I came across this forum as I am trying to get a convincing answer. Apologies for speaking 'plain English' as I am not a statistical genius!
Basically I am implementing a pre- and post- questionnaire to be asked to young people (aged 12-17), and aimed at demonstrating the impact of a day intervention (educational programme lasting one day). The idea is to ask students to self- assess before and after the programme delivery across a set of 5 indicators (teamwork, confidence, employability ...). The rating scale will be 1-5 (strongly disagree to strongly agree) pr 1-4 (removing middle option).
My question relates to the need in pairing each pre- and post- answer to the same student? Indeed, I thought of two ways in collecting information. ONE giving bunches of pre- and post- forms to the class with no identifiers for each student; in which case I thought of aggregating all the pre- and post- answers for each indicators, then work out the difference in aggregate. TWO pairing the pre- and post- answers for each student (probably using a barcode or unique serial number), thereby enabling me to work out individual score difference which can also be aggregated subsequently.
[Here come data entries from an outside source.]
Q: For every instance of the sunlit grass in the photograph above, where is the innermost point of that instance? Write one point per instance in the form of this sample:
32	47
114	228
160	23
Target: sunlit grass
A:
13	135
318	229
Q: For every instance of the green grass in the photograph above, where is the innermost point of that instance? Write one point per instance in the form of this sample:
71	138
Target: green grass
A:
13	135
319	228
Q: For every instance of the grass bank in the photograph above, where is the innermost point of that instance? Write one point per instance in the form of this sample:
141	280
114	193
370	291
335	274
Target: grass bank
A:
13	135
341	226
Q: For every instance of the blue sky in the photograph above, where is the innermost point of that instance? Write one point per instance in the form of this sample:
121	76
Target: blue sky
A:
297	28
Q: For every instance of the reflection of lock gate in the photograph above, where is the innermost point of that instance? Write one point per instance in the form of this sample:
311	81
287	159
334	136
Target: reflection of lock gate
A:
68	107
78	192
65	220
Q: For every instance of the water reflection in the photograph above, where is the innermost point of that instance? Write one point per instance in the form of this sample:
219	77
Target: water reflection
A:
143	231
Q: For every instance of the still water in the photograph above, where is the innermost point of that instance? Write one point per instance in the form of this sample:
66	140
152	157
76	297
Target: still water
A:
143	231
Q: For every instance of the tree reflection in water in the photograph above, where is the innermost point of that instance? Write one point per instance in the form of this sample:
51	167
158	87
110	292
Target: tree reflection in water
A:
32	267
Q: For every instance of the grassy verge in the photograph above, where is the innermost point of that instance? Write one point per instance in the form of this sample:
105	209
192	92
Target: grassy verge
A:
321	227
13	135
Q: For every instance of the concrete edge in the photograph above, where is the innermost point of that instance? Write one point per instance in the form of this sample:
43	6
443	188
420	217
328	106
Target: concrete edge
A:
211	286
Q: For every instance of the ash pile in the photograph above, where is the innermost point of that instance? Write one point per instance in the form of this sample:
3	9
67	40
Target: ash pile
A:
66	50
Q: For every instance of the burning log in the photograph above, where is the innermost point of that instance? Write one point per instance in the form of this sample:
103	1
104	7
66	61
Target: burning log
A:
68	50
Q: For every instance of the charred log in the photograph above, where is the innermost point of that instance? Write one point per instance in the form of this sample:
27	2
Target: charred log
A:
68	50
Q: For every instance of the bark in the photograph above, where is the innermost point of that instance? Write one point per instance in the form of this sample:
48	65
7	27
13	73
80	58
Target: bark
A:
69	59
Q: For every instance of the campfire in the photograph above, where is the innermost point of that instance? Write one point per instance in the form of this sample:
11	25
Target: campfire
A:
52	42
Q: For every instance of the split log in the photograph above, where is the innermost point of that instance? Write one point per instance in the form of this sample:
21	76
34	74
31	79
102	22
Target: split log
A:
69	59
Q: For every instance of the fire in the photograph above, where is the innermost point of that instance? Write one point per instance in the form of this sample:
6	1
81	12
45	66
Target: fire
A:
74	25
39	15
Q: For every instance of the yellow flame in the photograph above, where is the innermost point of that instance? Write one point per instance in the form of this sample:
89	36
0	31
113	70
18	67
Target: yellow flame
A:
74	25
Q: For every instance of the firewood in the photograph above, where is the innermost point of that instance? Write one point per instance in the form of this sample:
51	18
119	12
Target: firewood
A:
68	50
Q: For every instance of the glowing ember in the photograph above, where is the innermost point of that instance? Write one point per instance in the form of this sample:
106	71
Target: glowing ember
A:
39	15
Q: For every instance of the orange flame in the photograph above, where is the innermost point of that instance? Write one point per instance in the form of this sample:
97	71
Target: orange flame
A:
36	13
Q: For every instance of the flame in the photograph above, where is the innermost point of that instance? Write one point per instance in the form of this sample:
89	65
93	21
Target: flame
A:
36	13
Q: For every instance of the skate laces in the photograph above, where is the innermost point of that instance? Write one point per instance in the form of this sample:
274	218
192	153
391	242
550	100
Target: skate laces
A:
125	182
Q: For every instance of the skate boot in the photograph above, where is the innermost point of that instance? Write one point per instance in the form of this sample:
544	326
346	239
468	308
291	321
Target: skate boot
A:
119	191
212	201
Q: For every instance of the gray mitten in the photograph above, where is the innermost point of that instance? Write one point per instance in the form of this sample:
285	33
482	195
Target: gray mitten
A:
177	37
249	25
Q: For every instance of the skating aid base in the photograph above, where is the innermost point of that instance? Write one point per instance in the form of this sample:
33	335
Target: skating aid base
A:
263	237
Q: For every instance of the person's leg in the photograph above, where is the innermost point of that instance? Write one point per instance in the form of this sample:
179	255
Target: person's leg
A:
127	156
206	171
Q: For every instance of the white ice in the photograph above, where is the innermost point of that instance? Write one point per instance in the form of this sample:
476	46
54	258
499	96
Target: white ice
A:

I wonder which method results in the stronger results statistically speaking or if they are no difference in the end as arithmetically I will get to the same answer? I will use optical marking forms and the reason for my question is to decide whether time savings in the first method (whereas teachers can distribute forms regardless of who fills them in) will results in dubious results? I am considering the tradeoff between practicality on the ground and data solidity as I would like to work out statistically significant percentages increases (t-statistic that the software can work out automatically).